Elle referma son sac et se releva sans bruit. La porte de la pièce était restée entrouverte et un rai de lumière filtrait à travers l’interstice. En tendant l’oreille, elle perçut un autre craquement.
Elle se trouvait prise au piège dans le grenier. Aucune fenêtre par laquelle s’échapper, nulle part où se cacher.
Corrie refusa de se laisser gagner par la panique, se demandant si son imagination ne lui jouait pas des tours. Elle attendit, prête à bondir à la moindre alerte.
Un nouveau craquement, plus proche. Le doute n’était plus permis, quelqu’un montait les marches conduisant au grenier.

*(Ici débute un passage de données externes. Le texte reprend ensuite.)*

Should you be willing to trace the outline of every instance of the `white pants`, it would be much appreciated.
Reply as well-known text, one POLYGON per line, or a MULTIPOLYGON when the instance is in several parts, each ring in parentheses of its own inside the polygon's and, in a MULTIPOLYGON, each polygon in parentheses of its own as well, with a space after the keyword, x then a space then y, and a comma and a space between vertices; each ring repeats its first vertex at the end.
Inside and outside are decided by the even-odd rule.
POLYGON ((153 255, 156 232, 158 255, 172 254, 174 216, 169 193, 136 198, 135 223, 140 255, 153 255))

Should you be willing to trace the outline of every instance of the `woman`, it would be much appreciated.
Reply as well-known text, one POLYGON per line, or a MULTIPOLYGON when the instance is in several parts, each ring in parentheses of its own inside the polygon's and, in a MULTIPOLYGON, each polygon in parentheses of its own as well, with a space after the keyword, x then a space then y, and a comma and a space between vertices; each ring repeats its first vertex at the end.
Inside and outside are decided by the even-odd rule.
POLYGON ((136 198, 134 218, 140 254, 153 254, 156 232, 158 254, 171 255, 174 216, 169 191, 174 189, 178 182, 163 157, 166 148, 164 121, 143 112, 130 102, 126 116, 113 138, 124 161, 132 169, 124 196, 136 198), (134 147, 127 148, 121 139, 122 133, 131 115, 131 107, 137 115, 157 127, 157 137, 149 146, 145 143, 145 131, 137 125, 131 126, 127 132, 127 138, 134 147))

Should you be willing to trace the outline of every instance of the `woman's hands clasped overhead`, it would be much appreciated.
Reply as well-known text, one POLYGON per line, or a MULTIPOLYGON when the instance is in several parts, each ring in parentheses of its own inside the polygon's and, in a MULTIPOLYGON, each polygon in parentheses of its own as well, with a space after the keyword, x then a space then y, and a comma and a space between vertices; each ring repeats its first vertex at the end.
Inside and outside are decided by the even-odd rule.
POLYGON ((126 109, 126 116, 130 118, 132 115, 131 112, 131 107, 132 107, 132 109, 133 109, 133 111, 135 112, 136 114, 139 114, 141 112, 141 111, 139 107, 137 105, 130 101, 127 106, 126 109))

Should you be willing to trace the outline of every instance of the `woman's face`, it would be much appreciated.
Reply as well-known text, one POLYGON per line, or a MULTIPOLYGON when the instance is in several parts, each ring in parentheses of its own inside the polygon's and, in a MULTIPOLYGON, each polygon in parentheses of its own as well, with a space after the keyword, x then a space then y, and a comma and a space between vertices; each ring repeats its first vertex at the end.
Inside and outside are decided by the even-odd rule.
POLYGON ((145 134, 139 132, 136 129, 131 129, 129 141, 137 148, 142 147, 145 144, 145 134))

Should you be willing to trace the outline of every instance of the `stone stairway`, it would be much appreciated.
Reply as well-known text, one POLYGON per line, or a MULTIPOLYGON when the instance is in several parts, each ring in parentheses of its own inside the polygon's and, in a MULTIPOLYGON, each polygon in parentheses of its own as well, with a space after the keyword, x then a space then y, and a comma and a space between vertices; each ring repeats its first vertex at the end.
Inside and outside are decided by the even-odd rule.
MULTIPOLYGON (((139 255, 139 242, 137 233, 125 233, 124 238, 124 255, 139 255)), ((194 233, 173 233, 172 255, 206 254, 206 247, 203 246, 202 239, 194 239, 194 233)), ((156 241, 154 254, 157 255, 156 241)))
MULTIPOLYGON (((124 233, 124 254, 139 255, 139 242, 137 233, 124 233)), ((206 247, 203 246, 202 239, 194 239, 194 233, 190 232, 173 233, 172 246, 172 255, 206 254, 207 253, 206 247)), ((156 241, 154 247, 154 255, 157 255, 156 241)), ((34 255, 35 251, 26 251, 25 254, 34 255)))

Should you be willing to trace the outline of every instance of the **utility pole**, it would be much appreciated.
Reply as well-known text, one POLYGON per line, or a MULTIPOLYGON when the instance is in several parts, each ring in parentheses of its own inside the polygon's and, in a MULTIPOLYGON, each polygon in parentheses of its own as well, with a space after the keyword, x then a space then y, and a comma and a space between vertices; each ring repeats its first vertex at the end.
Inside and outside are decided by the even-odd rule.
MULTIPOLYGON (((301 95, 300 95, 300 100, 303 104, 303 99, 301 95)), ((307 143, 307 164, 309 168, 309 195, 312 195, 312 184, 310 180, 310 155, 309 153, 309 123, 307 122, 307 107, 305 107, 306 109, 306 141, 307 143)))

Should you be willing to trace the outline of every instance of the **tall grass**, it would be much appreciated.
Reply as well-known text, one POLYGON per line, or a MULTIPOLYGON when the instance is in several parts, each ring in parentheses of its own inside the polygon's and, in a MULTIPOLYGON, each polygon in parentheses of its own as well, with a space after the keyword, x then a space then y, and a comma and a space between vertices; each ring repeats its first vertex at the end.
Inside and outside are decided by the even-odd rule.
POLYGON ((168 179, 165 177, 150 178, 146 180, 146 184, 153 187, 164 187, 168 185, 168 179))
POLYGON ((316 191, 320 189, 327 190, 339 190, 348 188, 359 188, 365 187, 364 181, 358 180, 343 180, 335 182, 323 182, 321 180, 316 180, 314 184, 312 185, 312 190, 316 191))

Tout à son tri, elle avait oublié de se montrer discrète ; restait à savoir si l’inconnu de l’escalier l’avait entendue.
Avançant centimètre par centimètre, elle se rapprocha du placard dont la porte ouverte lui tendait les bras et atteignit son but sans bruit. Elle se glissa à l’intérieur du réduit en tirant la porte à elle sans la fermer tout à fait, puis elle s’accroupit dans l’obscurité. Son cœur battait si fort qu’elle craignait d’être entendue par l’intrus.
Un nouveau craquement, suivi d’un léger grincement, lui indiqua qu’une main écartait la porte de la pièce. Retenant son souffle, Corrie glissa un œil depuis sa cachette et vit une silhouette s’avancer lentement au milieu des piles de dossiers.
Entièrement vêtu de noir, les yeux dissimulés derrière des lunettes à verres fumés, l’inconnu s’immobilisa au milieu du grenier, sortit un pistolet et se tourna vers le placard en levant le canon de son arme.
Corrie, tétanisée par la peur, ne respirait plus.
— Je vous demanderai de sortir, lui ordonna l’homme avec un fort accent.
Après une longue hésitation, Corrie se releva et sortit de sa cachette.
L’homme afficha un large sourire, ôta la sécurité de son arme d’un mouvement du pouce et la mit en joue.
— Auf Wiedersehen, dit-il froidement.